Kelman, based in Seattle, is convinced that the city’s inventory shortage is so extreme that “the most intensive bidding wars” in two years are on the way.

While Zillow reported recently that the number of houses selling above list price is at a three-month low -- only 1 in 5 are now drawing multiple bids -- Kelman said supply deficits are no longer confined to a few major cities.

Shortages are widespread, he said, adding that he was told recently that 30 buyers made offers on a property -- a mobile home, actually -- in a “far-flung” area of Oregon.

But there’s a second problem that exacerbates the lack of inventory: People who would otherwise put their places up for sale are holding back because they don’t have anywhere to go. If they can’t find another place that fits their needs at a price they can afford, they simply stay home.

Meanwhile, as buyers battle over what little is for sale, prices continue to mount -- absorbing some or all of the savings resulting from lower loan costs.
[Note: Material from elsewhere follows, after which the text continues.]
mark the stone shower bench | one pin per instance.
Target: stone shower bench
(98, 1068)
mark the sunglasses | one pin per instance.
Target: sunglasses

Prices accelerated last fall, with December recording the largest single-month gain in more than six years, according to housing finance analytics firm Black Knight.

Black Knight says for all of last year, prices rose 4.7%, or nearly $13,000 on average. And prices in the lower end of the market rose at an even greater clip of 6.6%. The NAHB points out that for every $1,000 increase in a home’s price, nearly 159,000 households nationwide are effectively precluded from buying that place.

Of course, the number of those priced out varies from place to place. But multiplying Black Knight’s $13,000 price increase by the number of NAHB’s priced-out households means over 2 million families no longer have the income necessary to qualify for financing on the average house.

The same priced-out scenario holds true for mortgage rates: A quarter percentage point increase would drive some 1.3 million households out of the market for the median-priced newly constructed house, the NAHB says.

How all this plays out in the long run is anybody’s guess. Right now, the one wild card that could help open up the market is the new home sector, which should give buyers more choices. The more new places that are built, the less pressure there is on resales.

Starts last year dipped a tad from 2018. But the NAHB is predicting that shovels will break ground for 1.3 million units this year, including 920,000 single-family houses. And in 2021, it expects 925,000 more detached houses to be built.

Builders are not just putting up mega-mansions, either. They’re going smaller. Not only has the size of new homes fallen for four consecutive years -- to an average of 2,520 square feet, the smallest since 2011 -- the number of homes with three-plus bedrooms, three-plus bathrooms and three-car garages are down, though not exactly in free-fall.

The average new home is now only 20 square feet larger than in 2007.